Regulasi SVF, Stored Value Facilities dari Bank Sentral UEA (Uni Emirat Arab) sudah diterbikan pada 30 September 2020 lalu. Regulasi SVF ini mengatur ketentuan bagi sektor pembayaran ritel, termasuk yang terkait dengan aset kripto seperti Bitcoin.
Regulasi SVF secara resmi menggantikan aturan sebelumnya di tahun 2016. Namun pada regulasi SVF yang baru ini, bersifat lebih ketat secara substantif agar semua pelayanan bisa berfungsi dengan baik. Namun peraturan SVF ini tidak berlaku di zona perdagangan bebas seperti Abu Dhabi dan Dubai. Pasalnya, dua wilayah itu diatur khusus melalui otoritas zona bebas.
Saat regulasi yang terdiri dari 85 halaman itu dirilis, banyak beredar publikasi yang keliru dengan menyatakan secara implisit jika Bank Sentral UEA telah “resmi” melegalkan mata uang kripto. Padahal, maksud dan tujuan regulasi SVF tersebut secara detil lebih mengacu pada pengaturan entitas dan layanan SVF di Uni Emirat Arab.
Beberapa saat kemudian tertanggal 6 Desember 2020, Bank Sentral UEA kembali menerbitkan klarifikasi terkait hal tersebut. Pada edaran klarifikasinya, Bank Sentral UEA menjelaskan bahwa mata uang resmi di UEA adalah Dirham UEA. Sementara aset kripto seperti bitcoin atau aset virtual lainnya tidak diterima sebagai alat pembayaran yang sah di UEA.
Regulasi SVF yang diterbitkan pada dasarnya dalam rangka memberikan lisensi penyedia layanan SVF yang menerima sejumlah uang atau setara dengan nilai uang. Dalam hal ini, aset kripto atau aset virtual termasuk di dalamnya. Sehingga,penerimaan aset layanan SVF pun bernilai ‘sesuai’ dengan nilai yang sama seperti yang terkandung pada aset tersebut.
Edaran klarifikasi bank sentral UEA juga menyebut masih dalam proses perumusan peraturan layanan pembayaran ritel baru untuk token. Dalam hal ini, token yang dimaksud adalah token aset kripto yang didukung oleh mata uang fiat, dan digunakan untuk alat pembayaran.

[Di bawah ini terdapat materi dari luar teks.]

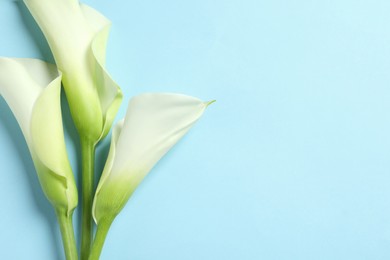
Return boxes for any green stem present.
[56,210,78,260]
[81,139,95,260]
[89,219,113,260]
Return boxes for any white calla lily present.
[89,93,212,259]
[24,0,122,143]
[0,58,78,213]
[0,58,78,259]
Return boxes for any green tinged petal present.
[0,58,77,213]
[93,93,210,224]
[24,0,122,142]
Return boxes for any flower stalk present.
[56,210,78,260]
[88,218,114,260]
[81,138,95,260]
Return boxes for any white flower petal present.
[24,0,122,141]
[0,58,77,212]
[93,94,209,223]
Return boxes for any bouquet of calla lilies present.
[0,0,212,260]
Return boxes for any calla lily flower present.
[89,94,213,260]
[0,58,78,212]
[0,58,78,259]
[93,94,212,225]
[24,0,122,143]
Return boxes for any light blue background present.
[0,0,390,260]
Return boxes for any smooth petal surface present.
[93,94,210,223]
[24,0,122,142]
[0,58,77,212]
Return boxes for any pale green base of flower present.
[56,210,78,260]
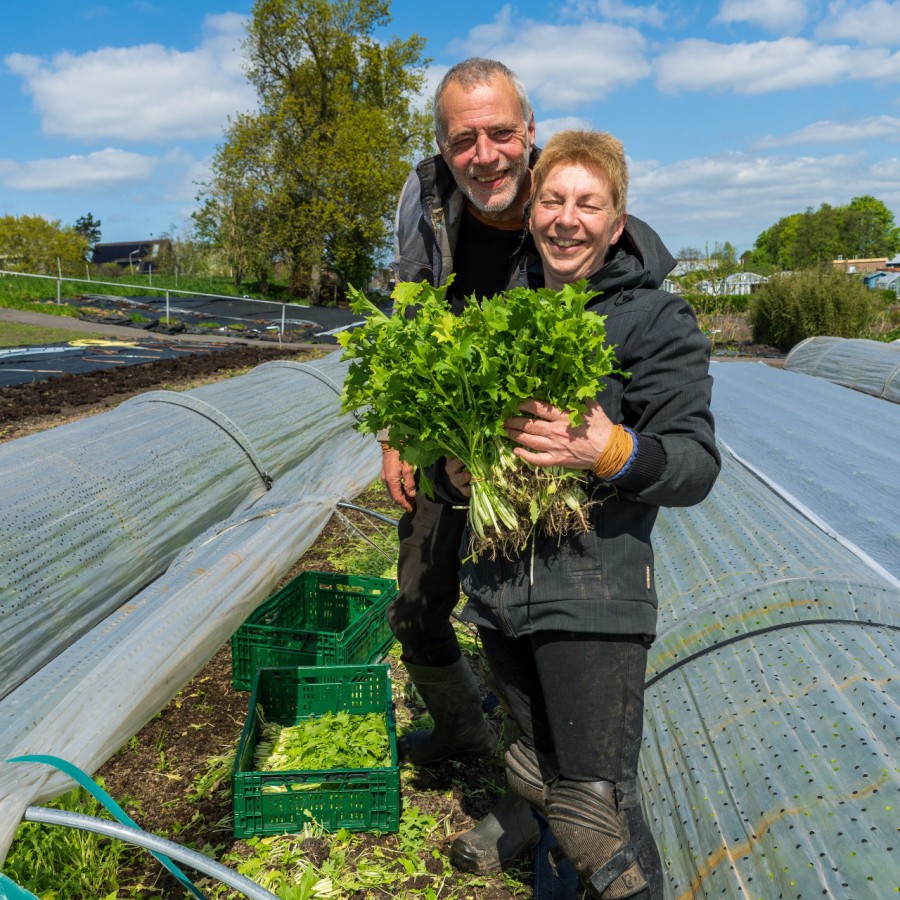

Penerbitan regulasi SVF dalam rangka memberikan fasilitas akses lebih mudah bagi FinTech dan penyedia layanan pembayaran non-bank lain ke pasar UEA. Memberikan perijinan kepada penyedia layanan pembayaran non-bank. Serta mengurangi nilai persyaratan modal dari yang sebelumnya AED 50 juta menjadi AED 15 juta.
Bagi penerbit atau pelayanan SVF dari luar negeri yang tidak memiliki lisensi, dilarang untuk melakukan kegiatan termasuk promosi melalui iklan, ajakan melalui undangan, dan dilarang beroperasi, sampai tidak diberikan akses ke SVF. Aturan larangan penyedia layanan luar negeri dalam regulasi SVF, memberikan batasan yang lebih jelas. Bahkan termasuk juga untuk nama domain UEA.
Lebih khusus terkait dengan peraturan aset kripto, muncul di SVF setelah Otoritas Sekuritas dan Komoditas UEA (SCA) menyetujui draf Peraturan Penerbitan dan Penawaran aset kripto (ICAR) di bulan Oktober 2020.
Peraturan tersebut pada akhirnya meluas pada sektor keuangan lain. Pasalnya dengan aset kripto pun berpotensi lintas batas dan melibatkan banyak pengguna di UEA. Pada rancangan ICAR sudah mencakup dua hal utama. Pertama tentang pembuatan, penerbitan, dan pemasaran aset kripto.
Kedua adalah soal perijinan pasar kripto, platform penggalangan dana, sampai semua aktifitas yang terkait dengan layanan kripto lain. ICAR sendiri bermaksud untuk memberikan perlindungan kepada investor tentang aset kripto, termasuk juga sebagai pengawasan. Sedangkan pengawasan tersebut termasuk meliputi persyaratan pelacakan berdasarkan riwayat transaksi aset kripto.